In The Beautiful Machine she is accompanied by multi-instrumentalist Guy Mankowski who encapsulates the Newmanesque sound of Quey’s youth with punchy analogue synths and fast paced bass lines.  Quey’s vocals add catchiness and quirkiness to the popular sound, her lyrics often musing over the fast paced nature of 21st century life.  In The song ‘Loneliness of the long distance commuter’ her words bring to mind a train carriage packed with anonymous passengers all busy on laptops and iPods.  A whole world of wireless entertainment at their fingertips yet they all feel very much alone.   


                          (The Beautiful Machine Left to Right, Quey Craddock, Guy Mankowski)

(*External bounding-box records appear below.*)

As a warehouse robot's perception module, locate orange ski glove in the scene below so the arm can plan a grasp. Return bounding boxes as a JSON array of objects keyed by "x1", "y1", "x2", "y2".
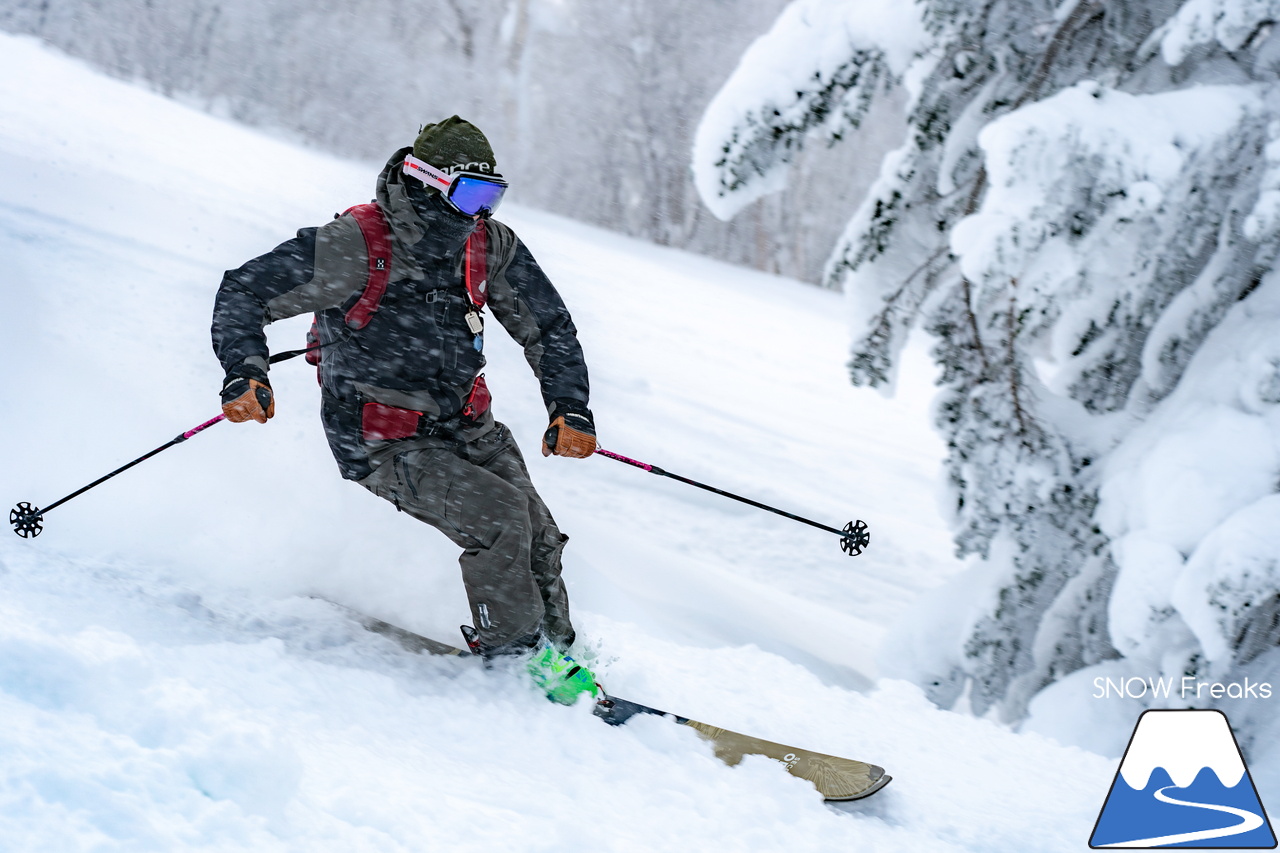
[
  {"x1": 223, "y1": 364, "x2": 275, "y2": 424},
  {"x1": 543, "y1": 400, "x2": 595, "y2": 459}
]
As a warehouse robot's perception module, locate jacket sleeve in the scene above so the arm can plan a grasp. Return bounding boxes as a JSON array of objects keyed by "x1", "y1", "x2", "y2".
[
  {"x1": 211, "y1": 216, "x2": 366, "y2": 370},
  {"x1": 489, "y1": 232, "x2": 590, "y2": 411}
]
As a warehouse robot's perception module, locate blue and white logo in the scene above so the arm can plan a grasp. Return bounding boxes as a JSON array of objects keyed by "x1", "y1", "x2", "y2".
[{"x1": 1089, "y1": 711, "x2": 1276, "y2": 849}]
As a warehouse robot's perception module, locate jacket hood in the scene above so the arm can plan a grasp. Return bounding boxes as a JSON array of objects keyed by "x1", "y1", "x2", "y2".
[{"x1": 376, "y1": 147, "x2": 475, "y2": 257}]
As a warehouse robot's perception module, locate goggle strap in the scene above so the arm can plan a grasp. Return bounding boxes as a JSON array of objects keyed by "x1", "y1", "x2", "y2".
[{"x1": 401, "y1": 154, "x2": 453, "y2": 192}]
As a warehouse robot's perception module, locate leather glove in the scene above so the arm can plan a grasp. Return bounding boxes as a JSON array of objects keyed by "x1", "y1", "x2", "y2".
[
  {"x1": 223, "y1": 364, "x2": 275, "y2": 424},
  {"x1": 543, "y1": 400, "x2": 595, "y2": 459}
]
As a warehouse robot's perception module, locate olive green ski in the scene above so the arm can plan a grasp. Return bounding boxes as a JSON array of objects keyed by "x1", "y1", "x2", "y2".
[{"x1": 330, "y1": 602, "x2": 892, "y2": 802}]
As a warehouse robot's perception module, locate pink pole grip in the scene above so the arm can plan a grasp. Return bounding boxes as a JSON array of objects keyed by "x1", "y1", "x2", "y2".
[
  {"x1": 595, "y1": 447, "x2": 653, "y2": 473},
  {"x1": 182, "y1": 415, "x2": 227, "y2": 438}
]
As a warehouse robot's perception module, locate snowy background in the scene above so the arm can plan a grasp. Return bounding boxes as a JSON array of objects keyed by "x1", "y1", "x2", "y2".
[
  {"x1": 0, "y1": 36, "x2": 1208, "y2": 852},
  {"x1": 0, "y1": 0, "x2": 1280, "y2": 850}
]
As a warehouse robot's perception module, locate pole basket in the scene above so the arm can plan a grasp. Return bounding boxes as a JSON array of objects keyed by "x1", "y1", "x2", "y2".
[
  {"x1": 840, "y1": 521, "x2": 872, "y2": 557},
  {"x1": 9, "y1": 501, "x2": 45, "y2": 539}
]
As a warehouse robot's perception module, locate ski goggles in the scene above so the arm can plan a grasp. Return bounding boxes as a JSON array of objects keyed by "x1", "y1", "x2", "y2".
[{"x1": 402, "y1": 155, "x2": 507, "y2": 216}]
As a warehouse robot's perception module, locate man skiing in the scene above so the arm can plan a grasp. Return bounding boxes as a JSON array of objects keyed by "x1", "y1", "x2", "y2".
[{"x1": 212, "y1": 115, "x2": 596, "y2": 703}]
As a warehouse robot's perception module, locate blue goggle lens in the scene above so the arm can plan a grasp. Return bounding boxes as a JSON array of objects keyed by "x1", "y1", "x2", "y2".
[{"x1": 449, "y1": 175, "x2": 507, "y2": 216}]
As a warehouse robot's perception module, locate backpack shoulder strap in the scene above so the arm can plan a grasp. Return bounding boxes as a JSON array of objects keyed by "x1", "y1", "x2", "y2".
[
  {"x1": 462, "y1": 219, "x2": 489, "y2": 310},
  {"x1": 346, "y1": 202, "x2": 392, "y2": 329}
]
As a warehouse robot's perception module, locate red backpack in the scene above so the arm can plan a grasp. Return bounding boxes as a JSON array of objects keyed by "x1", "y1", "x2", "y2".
[{"x1": 306, "y1": 201, "x2": 489, "y2": 418}]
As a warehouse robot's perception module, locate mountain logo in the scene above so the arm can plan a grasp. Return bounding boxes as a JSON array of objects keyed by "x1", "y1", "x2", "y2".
[{"x1": 1089, "y1": 710, "x2": 1276, "y2": 849}]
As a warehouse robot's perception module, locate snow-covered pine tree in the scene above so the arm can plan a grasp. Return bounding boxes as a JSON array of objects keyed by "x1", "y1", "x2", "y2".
[{"x1": 694, "y1": 0, "x2": 1280, "y2": 720}]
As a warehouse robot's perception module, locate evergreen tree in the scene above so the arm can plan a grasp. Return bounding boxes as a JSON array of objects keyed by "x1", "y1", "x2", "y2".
[{"x1": 695, "y1": 0, "x2": 1280, "y2": 720}]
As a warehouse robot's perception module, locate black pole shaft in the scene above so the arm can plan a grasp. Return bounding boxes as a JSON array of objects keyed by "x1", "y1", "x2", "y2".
[
  {"x1": 35, "y1": 418, "x2": 224, "y2": 517},
  {"x1": 653, "y1": 466, "x2": 845, "y2": 537},
  {"x1": 31, "y1": 350, "x2": 307, "y2": 519},
  {"x1": 595, "y1": 448, "x2": 850, "y2": 538}
]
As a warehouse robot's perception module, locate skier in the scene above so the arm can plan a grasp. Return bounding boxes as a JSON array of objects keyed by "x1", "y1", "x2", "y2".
[{"x1": 212, "y1": 115, "x2": 598, "y2": 703}]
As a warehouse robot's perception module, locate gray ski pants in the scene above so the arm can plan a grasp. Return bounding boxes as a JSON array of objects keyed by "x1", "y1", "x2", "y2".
[{"x1": 360, "y1": 424, "x2": 573, "y2": 649}]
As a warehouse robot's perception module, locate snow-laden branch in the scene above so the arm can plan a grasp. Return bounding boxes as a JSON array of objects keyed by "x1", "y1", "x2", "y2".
[{"x1": 694, "y1": 0, "x2": 928, "y2": 219}]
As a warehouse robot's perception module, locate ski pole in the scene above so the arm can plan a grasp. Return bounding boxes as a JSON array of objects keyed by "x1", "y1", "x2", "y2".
[
  {"x1": 595, "y1": 447, "x2": 872, "y2": 557},
  {"x1": 9, "y1": 350, "x2": 314, "y2": 539}
]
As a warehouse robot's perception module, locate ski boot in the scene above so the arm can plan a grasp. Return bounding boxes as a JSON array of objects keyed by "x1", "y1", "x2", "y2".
[{"x1": 525, "y1": 642, "x2": 600, "y2": 704}]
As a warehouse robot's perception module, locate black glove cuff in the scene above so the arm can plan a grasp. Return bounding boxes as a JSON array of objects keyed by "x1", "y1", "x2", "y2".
[
  {"x1": 223, "y1": 361, "x2": 271, "y2": 403},
  {"x1": 552, "y1": 400, "x2": 595, "y2": 435}
]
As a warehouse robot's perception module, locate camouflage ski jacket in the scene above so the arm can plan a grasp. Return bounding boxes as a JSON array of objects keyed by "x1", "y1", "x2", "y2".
[{"x1": 212, "y1": 149, "x2": 589, "y2": 479}]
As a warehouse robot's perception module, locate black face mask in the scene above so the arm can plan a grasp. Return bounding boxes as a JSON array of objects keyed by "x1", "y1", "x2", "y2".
[{"x1": 404, "y1": 181, "x2": 476, "y2": 256}]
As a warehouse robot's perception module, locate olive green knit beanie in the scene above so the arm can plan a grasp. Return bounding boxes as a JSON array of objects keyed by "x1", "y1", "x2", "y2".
[{"x1": 413, "y1": 115, "x2": 498, "y2": 174}]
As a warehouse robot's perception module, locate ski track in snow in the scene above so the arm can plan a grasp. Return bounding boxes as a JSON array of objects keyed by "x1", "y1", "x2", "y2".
[{"x1": 0, "y1": 36, "x2": 1131, "y2": 853}]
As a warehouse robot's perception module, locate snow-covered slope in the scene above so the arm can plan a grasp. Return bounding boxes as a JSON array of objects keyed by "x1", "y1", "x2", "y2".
[{"x1": 0, "y1": 36, "x2": 1177, "y2": 852}]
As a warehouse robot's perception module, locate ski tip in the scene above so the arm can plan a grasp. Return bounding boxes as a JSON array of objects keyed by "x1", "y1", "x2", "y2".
[{"x1": 823, "y1": 765, "x2": 893, "y2": 803}]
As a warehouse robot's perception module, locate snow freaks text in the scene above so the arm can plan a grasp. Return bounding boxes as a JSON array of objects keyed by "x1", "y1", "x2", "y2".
[{"x1": 1093, "y1": 675, "x2": 1272, "y2": 699}]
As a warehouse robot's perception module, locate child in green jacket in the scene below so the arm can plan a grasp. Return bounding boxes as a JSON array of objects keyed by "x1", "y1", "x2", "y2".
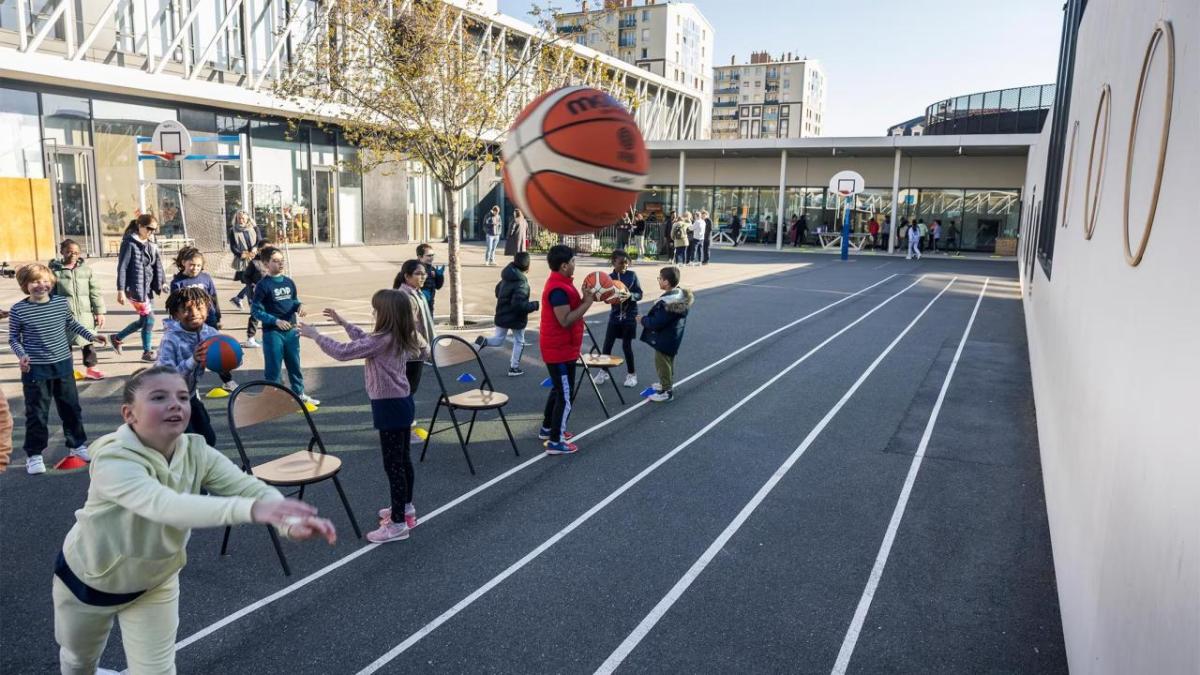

As we continued chatting Quey told me of a strange incident in which a workman came to fit a new cooker in her flat.  They shared a few words of small talk and then he left.  The next day Quey went online to find that the man had friend requested her on Facebook. The story that she told me summed up how the internet has made it possible to access endless amounts of information, people and music at the touch of a button but that in some ways it has promoted a greater deal of consumption for consumptions sake.  The workman would never have dared send a letter to Quey’s address asking for them to become friends.  Even if they passed in the street they more than likely only share a passing Hello before going off into separate directions.  Yet on the internet this random man wanted to add Quey as a means of increasing his friend count, to showcase an illusionary popularity.  The Internet has made Huxley’s Brave New World possible.  It is a hyperreal space in which ‘Everyone belongs to everyone else’.  

When one views the World Wide Web from this perspective it is easy to understand Prince’s CD only release.      
When I first read The Beautiful Machines description of their music on MySpace I thought i might criticise their decision to make such unashamedly 80’s music.   My discussion with Quey however, reminded me that bands like The Beautiful Machine play an important role in the present day music community.  They remind the listener of times in which the walkman reined.  When a change of track didn’t result instantaneously via the click of a mouse but instead after a tedious process of fast-forward and rewind.